Opioid dependence is just one potential hazard of opioids. According to the guidelines:
- Opioids have pharmacological effects throughout the GI tract.
- Constipation is a universal, predictable opioid side effect.
- Major psychiatric and behavioral side effects are common, including agitation, anxiety, dementia, depression, dysphoria, euphoria, hallucinations, nightmares, paranoia and psychosis.
- Respiratory depression is often listed as a major complication of opioids and can be particularly hazardous for patients with respiratory impairment. Fentanyl carries a strong warning that it can cause serious, life-threatening, or fatal respiratory depression.
Other adverse effects of opioid use may include abdominal pain, anorexia/weight loss, apathy, confusion, delirium, dizziness, falls, impaired function, lethargy, pruritus (itchy skin), sedation, urinary retention, and death.
Nonpharmacological interventions
The guidelines stress that nonpharmacological interventions have a role both independently and in conjunction with pharmacotherapy in chronic pain management. Cognitive behavioral therapy and exercise/movement have demonstrated the strongest evidence of effectiveness.
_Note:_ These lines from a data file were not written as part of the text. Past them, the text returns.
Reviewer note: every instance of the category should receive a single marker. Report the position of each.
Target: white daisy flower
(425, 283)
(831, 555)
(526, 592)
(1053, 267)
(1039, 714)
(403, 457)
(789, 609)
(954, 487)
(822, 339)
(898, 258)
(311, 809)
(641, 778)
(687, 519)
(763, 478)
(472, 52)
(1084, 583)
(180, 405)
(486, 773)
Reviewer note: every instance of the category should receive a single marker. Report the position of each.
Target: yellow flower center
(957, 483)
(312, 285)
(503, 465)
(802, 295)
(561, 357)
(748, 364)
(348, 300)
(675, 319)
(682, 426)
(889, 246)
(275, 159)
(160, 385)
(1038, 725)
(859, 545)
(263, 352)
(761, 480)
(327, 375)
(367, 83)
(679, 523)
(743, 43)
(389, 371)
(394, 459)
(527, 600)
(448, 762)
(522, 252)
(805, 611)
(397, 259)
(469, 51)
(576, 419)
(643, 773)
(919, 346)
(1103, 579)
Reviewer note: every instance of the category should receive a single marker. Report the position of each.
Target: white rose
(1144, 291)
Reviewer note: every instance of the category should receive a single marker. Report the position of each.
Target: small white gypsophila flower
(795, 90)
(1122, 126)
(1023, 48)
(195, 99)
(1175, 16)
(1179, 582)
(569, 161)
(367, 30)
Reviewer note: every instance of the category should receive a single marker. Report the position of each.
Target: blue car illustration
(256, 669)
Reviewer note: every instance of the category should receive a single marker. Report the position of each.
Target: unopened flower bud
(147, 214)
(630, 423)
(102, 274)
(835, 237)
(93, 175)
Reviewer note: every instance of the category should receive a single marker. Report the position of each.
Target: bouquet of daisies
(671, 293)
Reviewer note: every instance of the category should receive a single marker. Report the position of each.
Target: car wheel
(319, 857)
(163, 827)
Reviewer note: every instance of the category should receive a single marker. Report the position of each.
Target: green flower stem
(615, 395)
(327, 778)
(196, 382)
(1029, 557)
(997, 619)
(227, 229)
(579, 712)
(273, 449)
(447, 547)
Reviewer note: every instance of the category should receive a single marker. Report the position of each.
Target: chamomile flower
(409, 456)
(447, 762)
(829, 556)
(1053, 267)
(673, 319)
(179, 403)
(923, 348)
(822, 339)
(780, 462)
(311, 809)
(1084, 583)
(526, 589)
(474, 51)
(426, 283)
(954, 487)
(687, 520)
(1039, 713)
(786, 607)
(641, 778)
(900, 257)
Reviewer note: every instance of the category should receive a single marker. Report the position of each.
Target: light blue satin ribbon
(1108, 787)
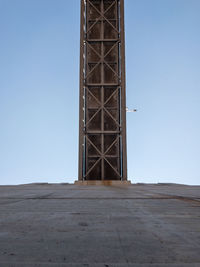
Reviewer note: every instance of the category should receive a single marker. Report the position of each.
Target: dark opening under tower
(102, 118)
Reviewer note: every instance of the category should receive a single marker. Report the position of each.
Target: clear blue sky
(39, 90)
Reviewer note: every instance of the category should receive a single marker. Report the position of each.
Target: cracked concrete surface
(100, 226)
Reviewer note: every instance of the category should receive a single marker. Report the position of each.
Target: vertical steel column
(102, 117)
(81, 93)
(123, 85)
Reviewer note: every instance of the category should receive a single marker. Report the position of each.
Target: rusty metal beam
(102, 117)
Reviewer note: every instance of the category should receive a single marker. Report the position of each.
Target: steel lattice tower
(102, 118)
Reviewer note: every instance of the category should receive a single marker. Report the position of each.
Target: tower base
(103, 183)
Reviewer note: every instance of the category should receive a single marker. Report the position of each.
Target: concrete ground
(99, 226)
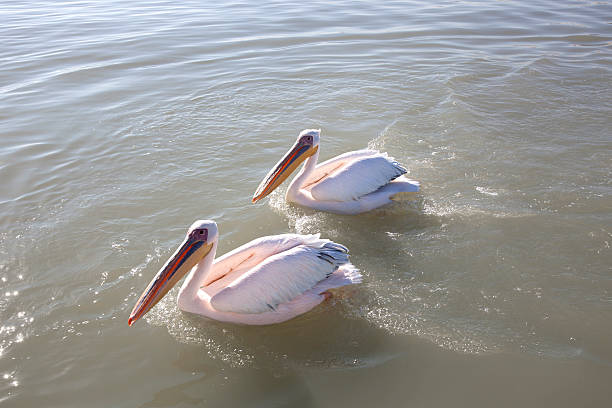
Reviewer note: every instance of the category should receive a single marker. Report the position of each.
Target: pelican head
(305, 146)
(197, 244)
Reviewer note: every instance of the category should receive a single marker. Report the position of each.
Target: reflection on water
(123, 123)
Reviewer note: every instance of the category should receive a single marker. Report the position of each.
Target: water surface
(121, 124)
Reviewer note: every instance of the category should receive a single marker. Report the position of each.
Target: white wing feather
(281, 277)
(362, 175)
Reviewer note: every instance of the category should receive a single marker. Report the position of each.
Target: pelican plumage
(268, 280)
(350, 183)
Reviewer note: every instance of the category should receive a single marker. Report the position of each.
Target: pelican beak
(299, 152)
(191, 251)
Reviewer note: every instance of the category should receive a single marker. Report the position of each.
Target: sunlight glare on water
(122, 123)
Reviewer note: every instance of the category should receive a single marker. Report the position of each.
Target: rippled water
(123, 123)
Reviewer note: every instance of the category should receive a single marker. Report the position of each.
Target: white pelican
(351, 183)
(268, 280)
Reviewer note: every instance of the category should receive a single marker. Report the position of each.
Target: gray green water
(121, 123)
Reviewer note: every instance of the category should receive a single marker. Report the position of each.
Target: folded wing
(281, 277)
(354, 175)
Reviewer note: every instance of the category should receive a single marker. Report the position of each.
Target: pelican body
(350, 183)
(268, 280)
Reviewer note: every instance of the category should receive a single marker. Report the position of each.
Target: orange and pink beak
(190, 253)
(299, 152)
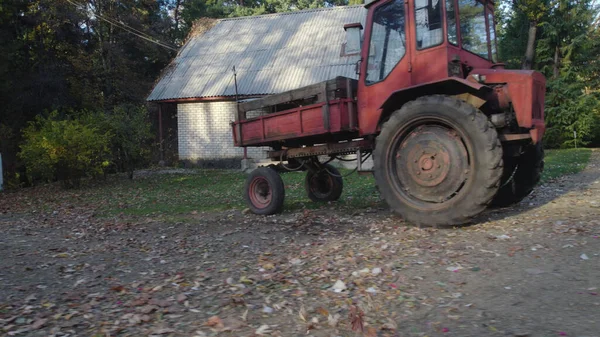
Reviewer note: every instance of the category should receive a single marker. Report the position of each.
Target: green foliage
(130, 132)
(562, 162)
(571, 108)
(568, 53)
(63, 149)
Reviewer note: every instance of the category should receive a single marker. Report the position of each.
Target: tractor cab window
(451, 22)
(428, 19)
(472, 27)
(492, 26)
(388, 41)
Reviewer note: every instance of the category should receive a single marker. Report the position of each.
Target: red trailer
(451, 131)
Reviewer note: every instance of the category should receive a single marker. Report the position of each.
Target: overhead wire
(125, 27)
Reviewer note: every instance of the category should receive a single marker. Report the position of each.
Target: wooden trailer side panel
(315, 119)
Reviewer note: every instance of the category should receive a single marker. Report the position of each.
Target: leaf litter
(323, 272)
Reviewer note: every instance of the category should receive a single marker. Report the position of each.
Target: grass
(213, 190)
(176, 196)
(562, 162)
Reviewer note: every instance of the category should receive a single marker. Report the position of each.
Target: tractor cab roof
(371, 3)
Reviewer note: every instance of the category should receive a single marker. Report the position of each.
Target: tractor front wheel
(264, 191)
(325, 184)
(438, 161)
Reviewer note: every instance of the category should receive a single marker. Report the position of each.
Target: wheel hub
(431, 163)
(260, 192)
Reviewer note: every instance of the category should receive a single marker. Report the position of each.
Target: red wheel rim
(260, 192)
(321, 184)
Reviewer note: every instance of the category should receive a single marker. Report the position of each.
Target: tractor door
(385, 60)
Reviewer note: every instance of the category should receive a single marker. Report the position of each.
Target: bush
(130, 133)
(570, 106)
(64, 150)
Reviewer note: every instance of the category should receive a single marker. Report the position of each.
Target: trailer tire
(324, 185)
(264, 191)
(524, 172)
(438, 161)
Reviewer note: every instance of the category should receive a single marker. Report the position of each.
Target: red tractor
(450, 130)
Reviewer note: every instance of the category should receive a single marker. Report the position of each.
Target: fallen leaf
(215, 322)
(323, 311)
(356, 318)
(38, 324)
(263, 330)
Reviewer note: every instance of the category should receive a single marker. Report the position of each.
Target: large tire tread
(491, 159)
(277, 191)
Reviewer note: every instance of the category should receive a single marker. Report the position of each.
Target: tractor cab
(411, 43)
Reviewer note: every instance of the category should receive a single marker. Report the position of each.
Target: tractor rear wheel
(522, 174)
(324, 185)
(264, 191)
(438, 161)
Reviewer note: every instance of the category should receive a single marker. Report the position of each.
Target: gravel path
(528, 270)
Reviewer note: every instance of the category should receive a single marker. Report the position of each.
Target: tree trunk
(530, 51)
(556, 67)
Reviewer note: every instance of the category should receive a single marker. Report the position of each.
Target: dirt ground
(528, 270)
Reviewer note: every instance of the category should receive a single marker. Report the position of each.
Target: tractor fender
(525, 90)
(449, 86)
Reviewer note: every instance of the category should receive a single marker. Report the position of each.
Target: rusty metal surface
(294, 123)
(271, 53)
(507, 137)
(325, 149)
(431, 163)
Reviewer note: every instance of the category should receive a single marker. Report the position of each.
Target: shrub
(571, 107)
(130, 133)
(65, 150)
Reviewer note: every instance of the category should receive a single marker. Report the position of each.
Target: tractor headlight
(454, 69)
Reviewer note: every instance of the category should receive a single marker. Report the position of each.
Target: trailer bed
(316, 111)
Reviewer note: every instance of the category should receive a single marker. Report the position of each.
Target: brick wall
(205, 132)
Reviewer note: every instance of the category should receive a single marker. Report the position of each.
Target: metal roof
(271, 53)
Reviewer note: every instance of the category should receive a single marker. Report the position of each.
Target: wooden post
(160, 135)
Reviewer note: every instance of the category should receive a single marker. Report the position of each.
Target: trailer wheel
(522, 174)
(264, 191)
(324, 185)
(438, 161)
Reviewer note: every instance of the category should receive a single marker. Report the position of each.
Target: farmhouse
(271, 54)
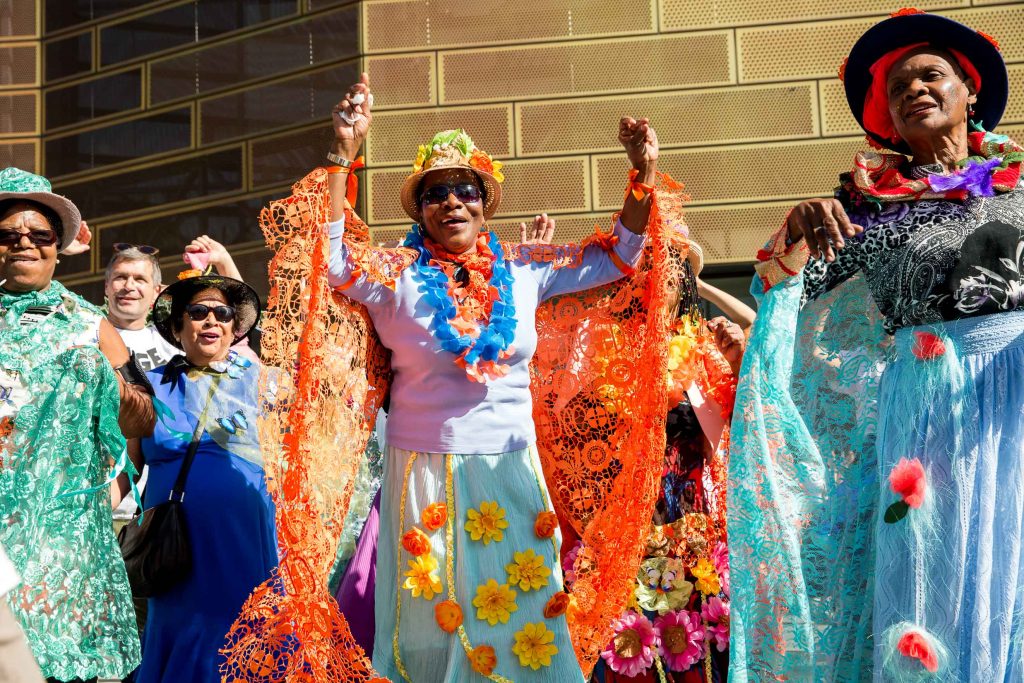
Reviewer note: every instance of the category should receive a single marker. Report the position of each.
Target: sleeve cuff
(630, 245)
(780, 259)
(336, 228)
Based on prior research and reviewed in the guidelines, cognitive behavioral therapy involves efforts to change thinking patterns or unhelpful attitudes, beliefs and thoughts, such as “My pain will never get better” or “It will never go away,” or fear that movement or activity will worsen pain. But the guidelines recognize that such therapy requires patients to have insight into triggers for their pain and stress as well as their emotional, behavioral, and physical reactions to pain and stress. This requirement may limit its applicability among post-acute and long-term-care residents.
Movement and exercise have been proven to improve pain severity, physical function and quality of life. Structured exercise can include walking, yoga, tai chi, motor-control exercise, and progressive relaxation. Stretching can improve function and reduce symptoms due to chronic low-back pain. Strengthening exercises may be helpful for painful joints, extremities, and trunk muscles. Physical therapy demonstrates small to moderate effects on pain and disability, and some benefit for anxiety, depression, and quality of life.
“Most people don’t move,” says Dr. Resnick. “Many older adults think, ‘I’m achy, so I’ll sit still and feel better.’” Staff and long-term-care residents themselves must believe in the benefits of exercise and movement. For the resident, it’s believing, “If I get up every couple of hours, or get up and walk to the bathroom, my back won’t hurt so much.” Staff need to verbally encourage residents to move to the extent they can, and if necessary, point out others in the facility who are doing so. (“Your roommate gets up frequently.”)
Encouraging exercise and movement takes time and effort, but dealing with residents’ pain-related behavior takes even more time, she says. Just going to the medicine cart, bringing medication to the resident, and making sure they take it is time-consuming.
“I believe we will continue to develop more nonpharmacological approaches to pain and hopefully continue to develop and use motivational interventions to get individuals to do them. There will be fewer kneejerk responses to give a pill for pain, and more time spent thinking about other options.”